Putting it all togetherIt can seem confusing and complicated, but your credit score shouldn't be some mystical number. If you're building up (or rebuilding) your credit, the most important thing to focus on is making sound financial decisions.
- Use credit only when it's necessary, responsible, and you can easily afford to pay it off.
- Don't open credit cards you don't intend to use, keep your balances as low as possible, and, ideally, pay them off in full to avoid interest.
- If you can't pay off balances in full, be sure to make payments on time.

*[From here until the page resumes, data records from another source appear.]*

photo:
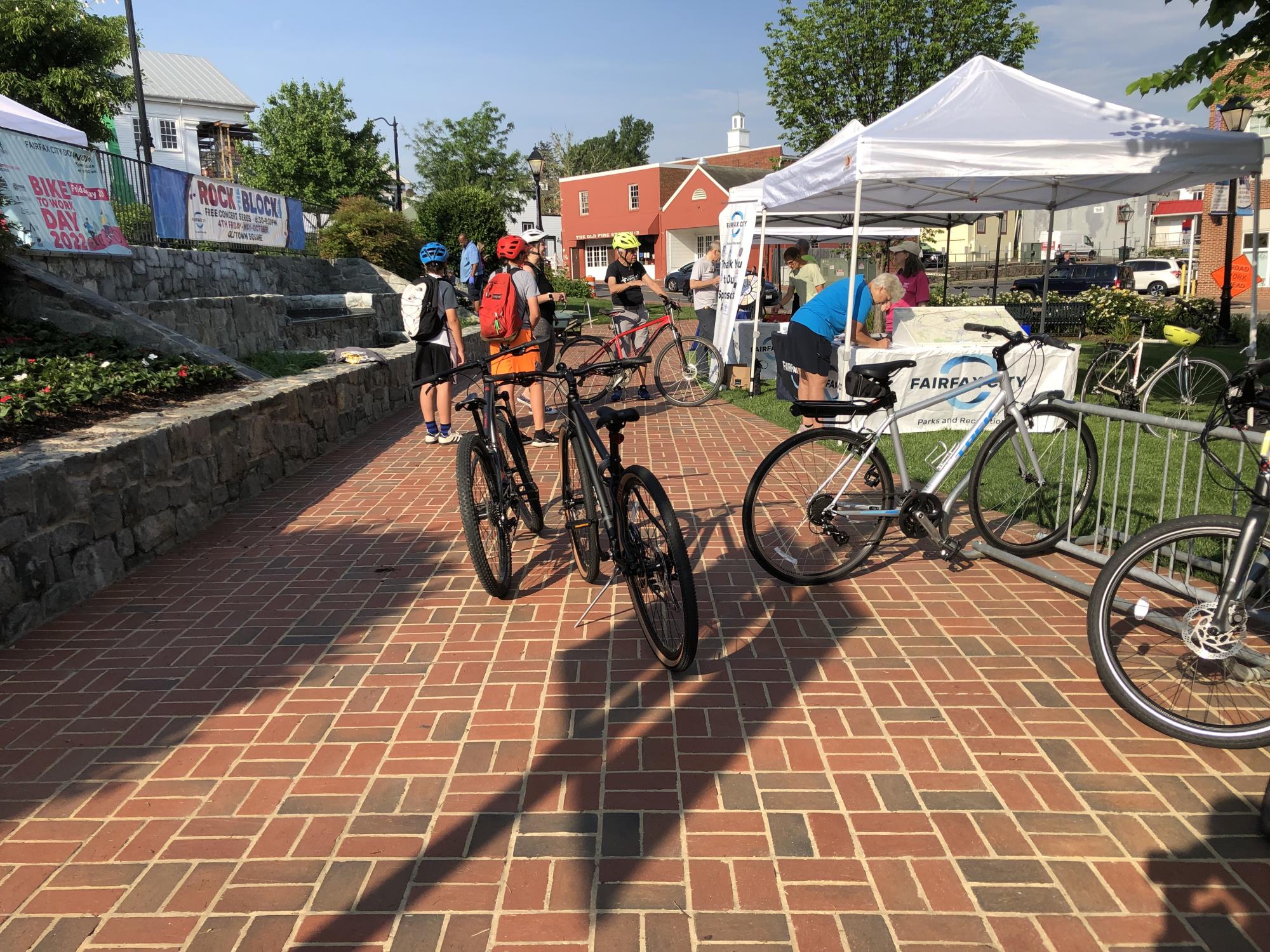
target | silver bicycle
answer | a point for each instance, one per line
(822, 501)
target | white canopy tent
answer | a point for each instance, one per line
(994, 138)
(21, 119)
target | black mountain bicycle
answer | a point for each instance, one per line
(641, 526)
(496, 487)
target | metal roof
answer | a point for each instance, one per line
(190, 78)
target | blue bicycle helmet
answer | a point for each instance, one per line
(434, 253)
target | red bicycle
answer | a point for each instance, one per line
(688, 371)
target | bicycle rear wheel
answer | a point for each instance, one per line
(1014, 510)
(529, 503)
(580, 507)
(584, 351)
(490, 540)
(658, 572)
(791, 521)
(689, 373)
(1149, 630)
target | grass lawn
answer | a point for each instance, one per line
(1139, 502)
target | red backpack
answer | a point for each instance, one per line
(501, 309)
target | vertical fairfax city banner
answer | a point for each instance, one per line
(225, 211)
(737, 237)
(58, 200)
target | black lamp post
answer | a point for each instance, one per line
(1123, 214)
(397, 158)
(1236, 114)
(537, 172)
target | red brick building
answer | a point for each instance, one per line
(672, 206)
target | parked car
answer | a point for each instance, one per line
(1073, 280)
(1156, 276)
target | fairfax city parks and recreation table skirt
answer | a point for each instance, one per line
(940, 367)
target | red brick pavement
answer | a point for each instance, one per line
(309, 728)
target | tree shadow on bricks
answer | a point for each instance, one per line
(1217, 889)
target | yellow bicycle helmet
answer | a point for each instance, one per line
(1180, 337)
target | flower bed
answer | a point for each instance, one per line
(53, 381)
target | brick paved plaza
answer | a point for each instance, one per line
(311, 728)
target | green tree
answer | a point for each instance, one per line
(60, 60)
(1243, 58)
(468, 210)
(472, 153)
(881, 54)
(309, 152)
(363, 228)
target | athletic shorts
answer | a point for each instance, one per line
(808, 351)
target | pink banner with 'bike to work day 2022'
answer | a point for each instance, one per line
(58, 199)
(225, 211)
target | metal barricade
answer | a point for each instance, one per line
(1144, 479)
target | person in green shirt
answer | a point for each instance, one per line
(806, 277)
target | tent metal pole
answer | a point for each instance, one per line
(1257, 261)
(759, 305)
(996, 260)
(948, 257)
(1050, 252)
(855, 253)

Your credit score is based on a history of your actions with regard to credit. If you practice responsible fiscal behavior, your credit score should, over time, reflect that, and you shouldn't have to jump through special hoops, or carry balances on high-interest cards to "earn" a good score. However, if you use most of your credit much of the time or make a few payments late, it's going to hit your score, as your actions reflect increased risk in lending you money.
Lastly -- and maybe the most important message -- your credit score is only one part of the credit risk analysis. Your income, length of employment, time at your current residence, and other qualifications all play a role in determining your creditworthiness. They may be just as important as your score.